Yarn
Yarn is a JavaScript package manager developed by Facebook, and it’s used to manage project dependencies. It was created as an alternative to npm (Node Package Manager), with a focus on speed, security, and consistency.
🔧 What Yarn Does
Just like npm
, Yarn helps you:
- Install packages (libraries/modules)
- Manage versioning of those packages
- Handle dependency resolution (which versions of a package should be used)
- Run scripts (like
yarn start
,yarn build
, etc.)
🆚 Yarn vs npm
Here’s how Yarn stands out (especially when it was first introduced):
- Faster installs: Uses parallel operations and caching to speed things up.
- Lockfile (
yarn.lock
): Ensures the exact same versions of dependencies are installed across every machine. - Offline installs: Because of caching, Yarn can install packages even when you’re offline.

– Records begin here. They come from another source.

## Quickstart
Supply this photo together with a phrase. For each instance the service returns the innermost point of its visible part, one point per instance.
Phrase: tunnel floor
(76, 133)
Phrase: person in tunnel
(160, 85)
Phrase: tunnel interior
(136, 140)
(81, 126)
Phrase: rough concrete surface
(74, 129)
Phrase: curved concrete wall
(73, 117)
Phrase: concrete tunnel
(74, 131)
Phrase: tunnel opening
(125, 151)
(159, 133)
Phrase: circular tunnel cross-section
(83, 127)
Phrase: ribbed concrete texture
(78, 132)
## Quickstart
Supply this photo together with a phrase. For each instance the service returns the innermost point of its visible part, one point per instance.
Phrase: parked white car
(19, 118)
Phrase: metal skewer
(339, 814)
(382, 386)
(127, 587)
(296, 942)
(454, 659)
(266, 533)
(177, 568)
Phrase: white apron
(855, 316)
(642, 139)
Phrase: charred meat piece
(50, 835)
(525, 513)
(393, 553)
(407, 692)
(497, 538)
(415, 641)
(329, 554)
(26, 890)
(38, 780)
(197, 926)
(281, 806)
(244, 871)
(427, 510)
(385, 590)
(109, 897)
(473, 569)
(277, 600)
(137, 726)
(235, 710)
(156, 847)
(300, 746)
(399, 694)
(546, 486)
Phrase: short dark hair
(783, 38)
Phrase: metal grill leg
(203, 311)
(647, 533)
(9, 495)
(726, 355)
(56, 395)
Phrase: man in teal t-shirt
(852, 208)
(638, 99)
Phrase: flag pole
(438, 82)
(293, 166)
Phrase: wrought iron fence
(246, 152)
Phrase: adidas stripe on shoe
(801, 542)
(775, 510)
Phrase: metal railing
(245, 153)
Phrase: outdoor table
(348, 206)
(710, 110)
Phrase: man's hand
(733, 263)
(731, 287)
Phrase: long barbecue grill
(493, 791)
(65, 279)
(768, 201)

- Deterministic dependency resolution: It always installs the same dependencies in the same way across every environment.
🧪 Common Commands
Action | Yarn Command | npm Equivalent |
---|---|---|
Initialize project | yarn init | npm init |
Add a package | yarn add package | npm install package |
Remove a package | yarn remove package | npm uninstall package |
Install all deps | yarn | npm install |
Upgrade a package | yarn upgrade | npm update |
📦 Yarn 2+ (aka Berry)
Yarn introduced Yarn 2 and later versions (codenamed Berry), which brought some big changes:
- Plug’n’Play (PnP): A new approach to module resolution that eliminates
node_modules
- Workspaces improvements: Better support for monorepos
- Zero installs: All dependencies can be committed to the repo
Yarn 2+ is a bit more opinionated, and not all projects are ready for it out of the box, so some teams still stick to Yarn 1.